US 4702446 A
Ladder Caddy is a holding device for a pail of paint, and is designed for use with hollow rung extension ladders. It is so designed as to conveniently, accessibly and securely hold a pail of paint out from the side of the ladder while painting. Ladder Caddy receives its basic support from a holding-arm which is inserted into one of the hollow rungs, thus eliminating the need for making tedious adjustments when attaching it to the ladder.
1. A ladder caddy for connecting, generally but not limited to, a pail of paint, stain or other such substance to a ladder having hollow rungs and utilizing the hollow portion of one of the rungs to position the pail out to the side of the ladder and comprised of: a holding arm that enters a hollow rung from either side of the ladder and equipped with two short rubber friction sleeves that surround the holding arm at each extreme end of its exposed surface; a support arm into which is anchored at its top end and at 90 degrees one end of the holding arm, and to which on its opposite side is anchored a backboard, the bottom edge of which is flush with the bottom end of the support arm; a pail holding band support which is flat on one side is anchored horizontally to, and across, the midsection of the backboard with the opposite side having a concave portion cut out to a depth of about one-half inch to match the contour of the pail; a narrow sheet metal pail holding band anchored in the concave area of the holding band support and equipped with a cam type lock for compressing the band around the pail and with tool hooks anchored to its outer side; a support rod having two parallell ends and a v-shaped horizontal base, with the parallell ends mounted between the backboard and the pail holding band support upon which horizontal portion the pail rests when placed within the pail holding band; and a sheet metal paint brush retainer, one edge of which is pressure-anchored between the backboard and holding band support and the opposite side bent in the shape of an inverted "v" thus providing additional holding pressure against the side of the brush.
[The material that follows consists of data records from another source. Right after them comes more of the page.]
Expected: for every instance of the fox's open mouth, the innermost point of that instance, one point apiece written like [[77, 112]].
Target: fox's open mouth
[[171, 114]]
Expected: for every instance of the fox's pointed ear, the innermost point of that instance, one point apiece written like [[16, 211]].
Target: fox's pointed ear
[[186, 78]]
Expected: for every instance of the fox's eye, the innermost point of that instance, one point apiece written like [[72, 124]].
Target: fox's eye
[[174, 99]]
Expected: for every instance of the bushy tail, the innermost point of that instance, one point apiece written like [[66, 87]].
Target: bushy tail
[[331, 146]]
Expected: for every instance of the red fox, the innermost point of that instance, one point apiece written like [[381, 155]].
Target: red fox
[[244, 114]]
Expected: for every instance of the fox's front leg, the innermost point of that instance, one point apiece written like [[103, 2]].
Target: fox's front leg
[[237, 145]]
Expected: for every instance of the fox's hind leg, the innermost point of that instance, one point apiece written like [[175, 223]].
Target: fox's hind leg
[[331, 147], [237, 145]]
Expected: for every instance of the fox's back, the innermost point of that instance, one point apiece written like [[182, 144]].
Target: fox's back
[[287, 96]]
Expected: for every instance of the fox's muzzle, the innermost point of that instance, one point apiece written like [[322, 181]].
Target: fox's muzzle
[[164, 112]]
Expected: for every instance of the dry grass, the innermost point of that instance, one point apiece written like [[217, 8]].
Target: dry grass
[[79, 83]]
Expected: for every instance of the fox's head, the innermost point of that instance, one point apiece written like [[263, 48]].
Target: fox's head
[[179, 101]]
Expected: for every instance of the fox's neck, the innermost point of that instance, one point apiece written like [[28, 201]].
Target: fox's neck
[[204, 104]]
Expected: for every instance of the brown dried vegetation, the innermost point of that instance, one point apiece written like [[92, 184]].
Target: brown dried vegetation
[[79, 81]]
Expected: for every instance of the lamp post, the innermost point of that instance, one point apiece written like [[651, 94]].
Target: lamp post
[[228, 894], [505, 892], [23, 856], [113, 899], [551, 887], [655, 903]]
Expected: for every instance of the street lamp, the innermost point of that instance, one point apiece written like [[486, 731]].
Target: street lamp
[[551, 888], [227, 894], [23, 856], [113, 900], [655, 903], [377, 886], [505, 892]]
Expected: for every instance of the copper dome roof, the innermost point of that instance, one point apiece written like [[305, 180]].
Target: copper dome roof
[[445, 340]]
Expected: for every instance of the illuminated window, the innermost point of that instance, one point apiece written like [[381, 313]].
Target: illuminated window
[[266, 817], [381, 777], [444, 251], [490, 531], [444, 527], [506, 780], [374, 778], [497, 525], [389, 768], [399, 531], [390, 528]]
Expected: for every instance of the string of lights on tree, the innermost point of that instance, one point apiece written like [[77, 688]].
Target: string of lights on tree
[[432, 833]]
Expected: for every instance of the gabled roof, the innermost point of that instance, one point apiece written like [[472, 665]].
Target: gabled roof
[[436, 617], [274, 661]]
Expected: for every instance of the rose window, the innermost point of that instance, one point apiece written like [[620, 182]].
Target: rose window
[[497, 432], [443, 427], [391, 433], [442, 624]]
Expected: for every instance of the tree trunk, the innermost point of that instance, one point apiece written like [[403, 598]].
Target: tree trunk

2. The ladder caddy of claim 1 in which the pail holding band has in combination: a cam type lock which activates the holding band to either its extreme circumferance when relaxed to receive the pail or to its minimal circumferance when compressed around the pail;
3. The ladder caddy of claim 1 in which the two short rubber friction sleeves surround the holding arm that anchors in the hollow ladder rung: one at its outer end and the other at its anchored end, the top surface of the outer sleeve contacting the upper inner surface of the hollow rung when inserted and the lower surface of the other sleeve contacting the lower inner surface of the hollow rung to provide friction and prevent slippage of the holding arm from the rung.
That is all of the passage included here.